A Pure python-3 based flexible gRPC server for hosting Deep Learning, Machine Learning models trained on any framework! The documentation can be found here https://abhijit-2592.github.io/model-server/

Installation

Method 1:

Installing from python pip

pip3 install model-server

Method 2:

Creating wheel from github

  1. clone the repository
  2. Run bash create_pip_wheel_and_upload.sh. This will prompt for userid and password. You can ctrl-c this
  3. Then install the created wheel

Method 3:

No installation. Using the source code directly.

If this is the case, you need to compile the protobufs. Run bash compile_protobufs.sh. Then add the project root to your $PYTHONPATH.

Note:

Method 2 and 3 requires libprotoc>=3.6.0

Why Model-Server?

Taking deep learning models to production at scale is not a very straight forward process. If you are using Tensorflow then you have Tensorflow Serving. But, if you are using other frameworks like PyTorch, MXNet, scikit-learn etc. Taking your model to production is not very straight forward (Flask, Django and other ReST frameworks). Ideally you should be able to extend Tensorflow Serving to support models from other frameworks also but, this is extremly cumbersome! Thus, to bridge this gap we have Model-Server: A high performance framework neutral serving solution! The idea is: if you are able to train your model in python you should be able to deploy at scale using pure python

Salient Features

Model-Server is heavily inspired from Tensorflow Serving

  • Out of box client side batching support
  • Pure python implementation: You don't need to fiddle around with C++ to have a scalable deployment solution
  • Framework neutral: Using PyTorch, MXNet etc? Don't worry! The solution is platform neutral. If you can use a framework to train in python-3, Model-Server can deploy it at scale
  • Single server for multi-framework and multi-models: You can host multiple models using the same framework or a mixture of multiple PyTorch, MXNet, scikit-learn Tensorflow etc models!

Getting started

The core of Model Server is a Servable. A servable is nothing but a python class containing your model's prediction definition which will be served by the Model-Server. All servables must inherit from model_server.Servable for the Model-Server to serve it.

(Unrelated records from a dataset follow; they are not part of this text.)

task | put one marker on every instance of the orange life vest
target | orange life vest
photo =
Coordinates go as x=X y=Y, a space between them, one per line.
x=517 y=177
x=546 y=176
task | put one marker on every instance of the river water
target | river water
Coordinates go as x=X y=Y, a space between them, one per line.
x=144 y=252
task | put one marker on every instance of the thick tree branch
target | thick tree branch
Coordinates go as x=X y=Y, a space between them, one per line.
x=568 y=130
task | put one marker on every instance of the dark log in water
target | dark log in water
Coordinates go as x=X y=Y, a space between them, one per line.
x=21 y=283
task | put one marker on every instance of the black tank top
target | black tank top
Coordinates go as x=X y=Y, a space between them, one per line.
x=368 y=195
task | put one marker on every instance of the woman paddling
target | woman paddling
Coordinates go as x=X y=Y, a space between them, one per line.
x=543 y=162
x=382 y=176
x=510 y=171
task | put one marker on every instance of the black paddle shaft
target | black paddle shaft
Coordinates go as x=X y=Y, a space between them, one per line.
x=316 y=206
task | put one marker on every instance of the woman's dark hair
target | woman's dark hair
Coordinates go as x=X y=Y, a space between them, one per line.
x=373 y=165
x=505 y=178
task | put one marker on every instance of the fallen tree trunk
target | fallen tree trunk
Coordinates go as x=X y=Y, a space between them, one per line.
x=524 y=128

To deploy your model to production with Model Server, you just have to write a single python-3 file containing a class which inherits from model_server.Servable and has the following two methods:

predict(self, input_array_dict)
get_model_info(self, list_of_model_info_dict)

Now run the floowing to start the server in 5001 port

python -m model_server.runserver path_to_custom_servable_file.py

For more info on command line arguments:

python -m model_server.runserver --help

A simple example

create a file called simple_servable.py with the following contents:

import numpy as np
from model_server import Servable


class my_custom_servable(Servable):
    def __init__(self, args):
        # args contains values from ArgumentParser
        # Thus you can pass any kwargs via command line and you get them here
        pass

    def predict(self, input_array_dict):
        """This method is responsible for the gRPC call GetPredictions().
        All custom servables must define this method.

        Arguments:
            input_array_dict (dict): The PredictionRequest proto decoded as a python dictionary.

        # example
        input_array_dict = {
                           "input_tensor_name1": numpy array,
                           "input_tensor_name2": numpy array
                            }

        Returns:
            A python dictionary with key (typically output name) and value as numpy array of predictions

        # example
        output = {
                   "output_tensor_name1": numpy array,
                   "output_tensor_name2": numpy array
                  }
        """
        print(input_array_dict)
        return ({"output_array1": np.array([100, 200]).astype(np.float32),
                 "output_array2": np.array(["foo".encode(),"bar".encode()]).astype(object),  # you can get and pass strings encoded as bytes also
                 })

    def get_model_info(self, list_of_model_info_dict):
        """This method which is responsible for the call GetModelInfo()

        Arguments:
            list_of_model_info_dict (list/tuple): A list containing model_info_dicts

        Note:
            model_info_dict contains the following keys:

            {
                "name": "model name as string"
                "version": "version as string"
                "status": "status string"
                "misc": "string with miscellaneous info"
            }

        Returns:
            list_of_model_info_dict (dict): containing the model and server info. This is similar to the function input
        """
        return [{"name": "first_model", "version": 1, "status": "up"},
                {"name": "second_model", "version": 2, "status": "up", "misc": "Other miscellaneous details"}]

Now run:

python -m model_server.runserver path/to/simple_servable.py

To start the gRPC server!

Now let's define the client!

import grpc
import numpy as np

from model_server import server_pb2, server_pb2_grpc
from model_server.utils import create_tensor_proto
from model_server.utils import create_predict_request
from model_server.utils import create_array_from_proto
from model_server.utils import create_model_info_proto

channel = grpc.insecure_channel('localhost:5001')  # default port
# create a stub (client)
stub = server_pb2_grpc.ModelServerStub(channel)
input_array_dict = {"input1":create_tensor_proto(np.array([1,2]).astype(np.uint8)),
                    "input2":create_tensor_proto(np.array([[10.0,11.0], [12.0,13.0]]).astype(np.float32)),
                    "input3":create_tensor_proto(np.array(["Hi".encode(), "Hello".encode(), "test".encode()]).astype(object))
                   }
# create the prediction request
predict_request= create_predict_request(input_array_dict, name="simple_call")
# make the call
response = stub.GetPredictions(predict_request)

# decode the response
print(create_array_from_proto(response.outputs["output_array1"]))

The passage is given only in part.